Chłopak otwiera tylne drzwi i znów podaje mi swoją marynarkę. Ogród zmienił się nie do poznania – jego większą część zajmują dwa, wielkie namioty, a z drzew i werandy zwieszają się setki malutkich, świecących latarenek. Nawet w świetle dnia wszystko wygląda pięknie.
- Myślę, że to ten – mówi chłopak i wskazuje na mniejszy z pawilonów. Mniejszy, ale wciąż niesamowicie wielki. Mniej więcej połowa miejsc jest już zajęta, więc siadamy w przedostatnim rzędzie – wiem, że Harry nie chce być blisko.
- Nie sądziłem, że będę brał udział w ślubie mojego ojca – Harry zwraca się do mnie.
- Wiem. I jestem z ciebie niesamowicie dumna, że przyszedłeś. To dla nich bardzo wiele znaczy – kładę głowę na jego ramieniu, a Harry przytula mnie do siebie. Zaczynamy rozmawiać o wystroju namiotów – wszystko jest czarne lub białe i wygląda prosto i bardzo elegancko.
- Zgaduję, że przyjęcie jest w drugim namiocie? – mówi chłopak i bawi się kosmykiem moich włosów, zaplatając go między palcami.
- Tak sądzę. Założę się, że tamten jest jeszcze piękniej…
- Harry? Czy to ty? – przerywa nam kobiecy glos. Oboje obracamy głowy w stronę kobiety po naszej lewej. Starsza pani w czarno-białej sukience w kwiatowe wzory i w butach na płaskim obcasie wpatruje się w nas wielkimi oczami.
- Wielkie nieba, to ty! – kobieta w zdziwieniu wstrzymuje oddech. Jej siwe włosy upięte są w prosty koczek, a na twarzy ma minimalną ilość makijażu.

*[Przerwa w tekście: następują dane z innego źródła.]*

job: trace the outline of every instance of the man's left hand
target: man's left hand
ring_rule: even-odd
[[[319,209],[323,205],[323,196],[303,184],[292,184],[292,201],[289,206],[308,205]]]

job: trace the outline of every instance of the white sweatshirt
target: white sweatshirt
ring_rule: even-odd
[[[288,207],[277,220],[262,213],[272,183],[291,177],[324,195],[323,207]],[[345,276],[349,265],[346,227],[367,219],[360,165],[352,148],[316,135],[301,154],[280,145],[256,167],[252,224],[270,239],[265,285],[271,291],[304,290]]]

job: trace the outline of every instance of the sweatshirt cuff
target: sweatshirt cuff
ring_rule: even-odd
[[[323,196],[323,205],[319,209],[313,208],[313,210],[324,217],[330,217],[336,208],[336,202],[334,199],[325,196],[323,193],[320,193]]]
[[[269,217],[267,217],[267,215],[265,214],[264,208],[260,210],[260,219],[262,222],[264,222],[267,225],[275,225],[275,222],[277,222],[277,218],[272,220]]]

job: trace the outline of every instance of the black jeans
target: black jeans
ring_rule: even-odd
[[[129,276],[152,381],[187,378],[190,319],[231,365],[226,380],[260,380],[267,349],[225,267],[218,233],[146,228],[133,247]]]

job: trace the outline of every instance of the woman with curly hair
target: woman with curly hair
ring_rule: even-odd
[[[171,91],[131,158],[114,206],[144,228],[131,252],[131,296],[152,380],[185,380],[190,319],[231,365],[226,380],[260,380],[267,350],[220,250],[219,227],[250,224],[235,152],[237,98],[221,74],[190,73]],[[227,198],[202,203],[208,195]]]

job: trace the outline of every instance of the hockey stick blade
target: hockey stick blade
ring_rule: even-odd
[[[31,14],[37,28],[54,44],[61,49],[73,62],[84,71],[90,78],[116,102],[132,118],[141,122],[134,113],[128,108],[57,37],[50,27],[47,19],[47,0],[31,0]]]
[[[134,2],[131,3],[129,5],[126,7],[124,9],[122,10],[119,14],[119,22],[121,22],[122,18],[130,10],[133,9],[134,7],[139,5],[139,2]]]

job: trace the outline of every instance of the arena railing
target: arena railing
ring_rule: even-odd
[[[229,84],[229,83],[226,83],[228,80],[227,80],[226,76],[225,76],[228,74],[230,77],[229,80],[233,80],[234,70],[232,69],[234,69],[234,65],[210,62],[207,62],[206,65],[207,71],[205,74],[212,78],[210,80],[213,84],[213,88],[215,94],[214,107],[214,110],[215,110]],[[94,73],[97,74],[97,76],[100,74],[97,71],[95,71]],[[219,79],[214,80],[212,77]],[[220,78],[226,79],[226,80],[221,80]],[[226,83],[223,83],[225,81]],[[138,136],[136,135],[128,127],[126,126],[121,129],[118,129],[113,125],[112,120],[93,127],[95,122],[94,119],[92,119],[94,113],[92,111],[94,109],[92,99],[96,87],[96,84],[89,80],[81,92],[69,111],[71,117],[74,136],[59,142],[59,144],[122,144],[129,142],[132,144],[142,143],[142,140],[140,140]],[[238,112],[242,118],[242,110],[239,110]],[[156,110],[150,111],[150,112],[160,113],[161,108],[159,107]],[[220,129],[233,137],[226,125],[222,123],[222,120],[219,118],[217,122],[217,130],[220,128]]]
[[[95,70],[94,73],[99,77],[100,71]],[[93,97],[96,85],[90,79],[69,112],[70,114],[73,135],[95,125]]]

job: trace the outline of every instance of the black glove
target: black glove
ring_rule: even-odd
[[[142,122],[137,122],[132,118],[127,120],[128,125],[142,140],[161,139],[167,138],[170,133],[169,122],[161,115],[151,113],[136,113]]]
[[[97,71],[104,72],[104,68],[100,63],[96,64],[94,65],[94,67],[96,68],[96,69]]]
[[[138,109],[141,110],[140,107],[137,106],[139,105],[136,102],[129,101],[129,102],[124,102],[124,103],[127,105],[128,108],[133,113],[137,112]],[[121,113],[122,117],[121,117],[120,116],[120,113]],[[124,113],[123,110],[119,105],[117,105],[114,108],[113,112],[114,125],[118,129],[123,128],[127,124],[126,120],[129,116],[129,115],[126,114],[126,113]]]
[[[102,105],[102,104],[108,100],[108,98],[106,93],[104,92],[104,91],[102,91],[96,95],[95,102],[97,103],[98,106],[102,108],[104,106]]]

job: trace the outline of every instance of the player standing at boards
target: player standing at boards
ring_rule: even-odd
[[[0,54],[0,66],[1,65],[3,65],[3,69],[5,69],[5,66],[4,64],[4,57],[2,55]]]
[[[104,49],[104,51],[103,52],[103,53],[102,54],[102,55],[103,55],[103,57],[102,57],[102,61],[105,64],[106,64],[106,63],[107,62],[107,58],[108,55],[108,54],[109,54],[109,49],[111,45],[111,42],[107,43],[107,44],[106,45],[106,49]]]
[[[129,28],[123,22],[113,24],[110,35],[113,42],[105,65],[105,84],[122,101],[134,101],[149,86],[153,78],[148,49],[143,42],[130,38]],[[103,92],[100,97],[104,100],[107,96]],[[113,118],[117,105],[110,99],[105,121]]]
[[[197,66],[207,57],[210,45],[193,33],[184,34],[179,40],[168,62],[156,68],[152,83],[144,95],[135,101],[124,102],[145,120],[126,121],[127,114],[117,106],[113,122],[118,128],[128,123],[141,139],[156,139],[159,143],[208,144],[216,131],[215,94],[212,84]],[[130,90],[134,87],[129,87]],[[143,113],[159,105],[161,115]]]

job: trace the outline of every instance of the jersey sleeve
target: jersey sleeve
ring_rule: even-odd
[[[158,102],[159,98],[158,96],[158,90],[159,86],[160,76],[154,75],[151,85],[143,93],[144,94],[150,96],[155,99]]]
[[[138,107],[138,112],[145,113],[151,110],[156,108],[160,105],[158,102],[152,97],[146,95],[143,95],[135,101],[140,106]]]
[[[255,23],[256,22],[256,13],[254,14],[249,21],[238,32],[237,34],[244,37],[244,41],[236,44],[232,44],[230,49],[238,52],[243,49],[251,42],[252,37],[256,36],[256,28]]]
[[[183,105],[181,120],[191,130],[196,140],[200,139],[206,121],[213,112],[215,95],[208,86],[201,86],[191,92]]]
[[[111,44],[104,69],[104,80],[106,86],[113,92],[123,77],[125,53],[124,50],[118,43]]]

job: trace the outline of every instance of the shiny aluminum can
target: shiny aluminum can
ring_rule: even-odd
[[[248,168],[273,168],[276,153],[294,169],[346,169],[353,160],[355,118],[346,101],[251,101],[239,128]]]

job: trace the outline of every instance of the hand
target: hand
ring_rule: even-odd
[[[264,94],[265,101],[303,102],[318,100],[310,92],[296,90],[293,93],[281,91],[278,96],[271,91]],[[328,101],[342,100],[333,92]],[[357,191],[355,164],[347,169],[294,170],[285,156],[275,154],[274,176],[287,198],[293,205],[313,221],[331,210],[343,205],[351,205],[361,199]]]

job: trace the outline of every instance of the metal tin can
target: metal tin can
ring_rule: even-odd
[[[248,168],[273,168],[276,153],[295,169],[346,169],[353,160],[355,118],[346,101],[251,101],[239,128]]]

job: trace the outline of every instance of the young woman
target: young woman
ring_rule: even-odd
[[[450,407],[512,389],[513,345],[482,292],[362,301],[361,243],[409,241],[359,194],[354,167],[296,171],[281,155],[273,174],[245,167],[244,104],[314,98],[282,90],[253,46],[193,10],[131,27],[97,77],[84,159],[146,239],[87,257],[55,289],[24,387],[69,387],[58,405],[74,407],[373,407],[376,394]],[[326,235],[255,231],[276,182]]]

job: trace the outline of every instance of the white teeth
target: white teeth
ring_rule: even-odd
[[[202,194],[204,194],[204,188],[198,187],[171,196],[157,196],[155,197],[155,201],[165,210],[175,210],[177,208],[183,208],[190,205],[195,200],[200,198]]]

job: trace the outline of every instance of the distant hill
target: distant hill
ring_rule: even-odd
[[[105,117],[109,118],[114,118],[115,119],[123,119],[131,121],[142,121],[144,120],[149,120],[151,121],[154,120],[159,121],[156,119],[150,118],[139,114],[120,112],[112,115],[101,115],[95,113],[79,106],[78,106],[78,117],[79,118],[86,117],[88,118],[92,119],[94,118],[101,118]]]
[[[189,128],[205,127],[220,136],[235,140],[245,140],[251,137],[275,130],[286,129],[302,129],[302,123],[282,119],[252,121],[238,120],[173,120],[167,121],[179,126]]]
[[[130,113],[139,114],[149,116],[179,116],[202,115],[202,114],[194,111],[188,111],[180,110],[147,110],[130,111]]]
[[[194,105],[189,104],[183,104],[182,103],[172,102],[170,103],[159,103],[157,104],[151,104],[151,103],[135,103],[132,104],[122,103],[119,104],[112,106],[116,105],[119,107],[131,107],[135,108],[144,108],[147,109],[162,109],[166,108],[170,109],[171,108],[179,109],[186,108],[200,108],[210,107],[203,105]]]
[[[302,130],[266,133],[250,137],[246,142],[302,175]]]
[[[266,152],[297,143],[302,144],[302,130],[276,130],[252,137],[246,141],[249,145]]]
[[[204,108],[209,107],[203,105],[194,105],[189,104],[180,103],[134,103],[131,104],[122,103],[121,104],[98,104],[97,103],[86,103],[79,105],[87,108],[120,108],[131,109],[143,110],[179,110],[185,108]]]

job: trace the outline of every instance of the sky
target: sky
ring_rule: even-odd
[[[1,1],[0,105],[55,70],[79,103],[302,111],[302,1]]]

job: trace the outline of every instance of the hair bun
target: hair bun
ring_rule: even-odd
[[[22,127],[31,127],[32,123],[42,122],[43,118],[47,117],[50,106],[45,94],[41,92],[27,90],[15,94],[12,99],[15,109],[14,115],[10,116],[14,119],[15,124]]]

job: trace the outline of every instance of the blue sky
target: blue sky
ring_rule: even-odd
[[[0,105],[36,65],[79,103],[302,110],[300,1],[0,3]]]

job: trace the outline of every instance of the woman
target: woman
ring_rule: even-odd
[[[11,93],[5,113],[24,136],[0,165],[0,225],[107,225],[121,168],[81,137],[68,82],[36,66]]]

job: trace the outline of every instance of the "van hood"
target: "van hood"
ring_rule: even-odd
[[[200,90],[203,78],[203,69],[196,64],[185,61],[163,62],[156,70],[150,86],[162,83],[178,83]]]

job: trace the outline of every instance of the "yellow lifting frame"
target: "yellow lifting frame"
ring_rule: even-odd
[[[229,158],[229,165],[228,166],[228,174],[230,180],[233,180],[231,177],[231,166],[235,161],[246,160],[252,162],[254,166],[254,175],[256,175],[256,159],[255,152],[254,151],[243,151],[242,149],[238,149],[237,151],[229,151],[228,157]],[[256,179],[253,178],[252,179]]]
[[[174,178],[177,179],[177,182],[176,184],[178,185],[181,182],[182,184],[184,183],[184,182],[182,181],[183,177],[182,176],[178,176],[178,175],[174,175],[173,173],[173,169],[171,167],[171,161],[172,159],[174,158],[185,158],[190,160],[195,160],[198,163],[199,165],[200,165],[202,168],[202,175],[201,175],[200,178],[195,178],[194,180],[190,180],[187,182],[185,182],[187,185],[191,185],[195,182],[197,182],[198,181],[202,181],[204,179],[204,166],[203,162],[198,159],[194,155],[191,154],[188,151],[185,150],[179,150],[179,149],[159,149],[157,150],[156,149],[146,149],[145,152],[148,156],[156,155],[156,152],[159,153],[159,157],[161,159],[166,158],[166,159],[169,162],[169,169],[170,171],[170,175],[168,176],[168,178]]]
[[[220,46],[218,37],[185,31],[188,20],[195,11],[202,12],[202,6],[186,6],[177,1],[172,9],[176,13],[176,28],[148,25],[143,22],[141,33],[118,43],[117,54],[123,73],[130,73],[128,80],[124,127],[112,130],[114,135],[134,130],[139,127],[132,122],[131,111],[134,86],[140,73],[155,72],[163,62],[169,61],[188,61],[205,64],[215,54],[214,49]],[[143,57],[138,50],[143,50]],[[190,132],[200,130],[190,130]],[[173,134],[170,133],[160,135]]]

Z twarzy Harry’ego umykają wszystkie kolory, gdy wstaje i wita się z nią. Kim ona jest?!
- Bunia… - udaje się wydusić chłopakowi, a kobieta przytula go mocno.
- Nie mogę uwierzyć, że tu jesteś, lata cię nie widziałam. Popatrz na siebie, przystojny chłopak! Cóż, mężczyzna. Nie wierzę, jaki ty wysoki jesteś! A co to jest? – starsza pani marszczy brwi, wskazując na piercing na twarzy Harry’ego, który rumieni się i śmieje się lekko w zakłopotaniu.
- Jak się masz? – Harry pyta i kołysze się niepewnie na piętach.
- Dobrze, dobrze, skarbie. Tęskniłam za tobą tak bardzo… - odpowiada ona. – Kim jest ta urocza młoda kobieta?
- Och… Przepraszam. To jest Tess. Tessa. Moja… dziewczyna – odpowiada. – Tessa, to jest moja bunia… Moja babcia. – poprawia się, a ja uśmiecham się i wstaję. Pomysł Harry’ego posiadającego dziadków jakoś nigdy nie przeszedł mi przez myśl, chyba założyłam, że nie żyją – tak jak moi. Nigdy o nich nie mówił, ale to mnie nie dziwi.
- Bardzo miło mi panią poznać – mówię grzecznie i wyciągam dłoń do uścisku, ale ona ma inne plany. Przyciąga mnie i przytula, po czym całuje w policzek.
- Przyjemność po mojej stronie, jaka ty jesteś piękna! – prawi mi komplementy, a ja oblewam się rumieńcem. – Mam na imię Adele, ale mów mi bunia – mówi, a jej akcent jest jeszcze wyraźniejszy, niż Harry’ego.
- Dziękuję – odpowiadam, a ona klaszcze w dłonie z radości.
- Po prostu nie mogę uwierzyć, że tu jesteś! Widziałeś się ostatnio z ojcem? Wie, że przyszedłeś? – Adele pyta, spoglądając na Harry’ego.
- Taa, tak jakby przychodziłem tu ostatnio. Wie, że jestem – odpowiada chłopak.
- Tak dobrze to słyszeć, nie miałam pojęcia – odpowiada jego babcia, a ja jestem pewna, że jest bliska płaczu.
- Proszę o zajęcie miejsc – ceremonia rozpocznie się za chwilę – przerywa nam mężczyzna z mikrofonem.
- Chodź, usiądź z rodziną, nie powinieneś być tu z tyłu – mówi babcia Harry’ego i ciągnie go za ramię, zanim chłopak zdąży zaprotestować.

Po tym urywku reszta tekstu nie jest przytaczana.